Reactive oxygen species associated with water-soluble PM2.5 in the southeastern United States: spatiotemporal trends and source apportionment
- 1Georgia Institute of Technology, 311 Ferst Drive, Atlanta, GA 30328, USA
- 2University of Massachusetts Amherst, 686 North Pleasant Street, Amherst, MA 01003, USA
- 3Atmospheric Research & Analysis, 410 Midenhall Way, Cary, NC 27513, USA
Abstract. We assess the potential of the water-soluble fraction of atmospheric fine aerosols in the southeastern United States to generate reactive oxygen species (ROS) and identify major ROS-associated emission sources. ROS-generation potential of particles was quantified by the dithiothreitol (DTT) assay and involved analysis of fine particulate matter (PM) extracted from high-volume quartz filters (23 h integrated samples) collected at various sites in different environmental settings in the southeast, including three urban-Atlanta sites, in addition to a rural site. Paired sampling was conducted with one fixed site in Atlanta (Jefferson Street), representative of the urban environment, with the others rotating among different sites, for ~250 days between June 2012 and September 2013 (N=483). A simple linear regression between the DTT activity and aerosol chemical components revealed strong associations between PM ROS-generation potential and secondary organic aerosol (WSOC – water-soluble organic carbon) in summer, and biomass burning markers in winter.

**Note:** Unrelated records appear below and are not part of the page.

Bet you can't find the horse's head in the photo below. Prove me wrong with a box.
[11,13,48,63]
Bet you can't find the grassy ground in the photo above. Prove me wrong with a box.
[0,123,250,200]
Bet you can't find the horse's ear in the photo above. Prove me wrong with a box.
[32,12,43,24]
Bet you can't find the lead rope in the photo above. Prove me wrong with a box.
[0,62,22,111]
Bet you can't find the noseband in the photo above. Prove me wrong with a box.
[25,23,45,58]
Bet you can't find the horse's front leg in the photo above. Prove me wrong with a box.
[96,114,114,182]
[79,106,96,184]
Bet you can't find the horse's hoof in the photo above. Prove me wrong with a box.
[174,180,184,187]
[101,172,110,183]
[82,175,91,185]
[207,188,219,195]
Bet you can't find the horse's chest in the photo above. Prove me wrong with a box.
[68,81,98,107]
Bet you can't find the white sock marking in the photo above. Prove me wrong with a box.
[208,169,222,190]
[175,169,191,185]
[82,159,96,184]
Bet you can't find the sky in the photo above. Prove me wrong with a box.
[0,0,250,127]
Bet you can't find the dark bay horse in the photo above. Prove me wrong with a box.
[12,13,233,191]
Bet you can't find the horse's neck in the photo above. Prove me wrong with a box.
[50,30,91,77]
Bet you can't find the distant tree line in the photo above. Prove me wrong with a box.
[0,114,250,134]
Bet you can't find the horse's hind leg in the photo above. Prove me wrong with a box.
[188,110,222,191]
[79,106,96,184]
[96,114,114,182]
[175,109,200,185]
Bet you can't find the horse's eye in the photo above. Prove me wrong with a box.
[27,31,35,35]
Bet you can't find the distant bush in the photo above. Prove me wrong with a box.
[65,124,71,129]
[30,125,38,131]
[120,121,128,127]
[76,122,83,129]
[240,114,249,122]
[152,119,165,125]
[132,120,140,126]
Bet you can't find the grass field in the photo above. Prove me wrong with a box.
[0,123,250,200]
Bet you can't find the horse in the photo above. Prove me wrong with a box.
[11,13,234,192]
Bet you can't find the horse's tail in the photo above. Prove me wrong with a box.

Redox-active metals were also somewhat correlated with the DTT activity, but mostly at urban and roadside sites. Positive matrix factorization (PMF) was applied to apportion the relative contribution of various sources to the ROS-generation potential of water-soluble PM2.5 in urban Atlanta. PMF showed that vehicular emissions contribute uniformly throughout the year (12–25%), while secondary oxidation processes dominated the DTT activity in summer (46%) and biomass burning in winter (47%). Road dust was significant only during drier periods (~12% in summer and fall). Source apportionment by chemical mass balance (CMB) was reasonably consistent with PMF, but with higher contribution from vehicular emissions (32%). Given the spatially large data set of PM sampled over an extended period, the study reconciles the results from previous work that showed only region- or season-specific aerosol components or sources contributing to PM ROS activity, possibly due to smaller sample sizes. The ubiquitous nature of the major sources of PM-associated ROS suggests widespread population exposures to aerosol components that have the ability to catalyze the production of oxidants in vivo.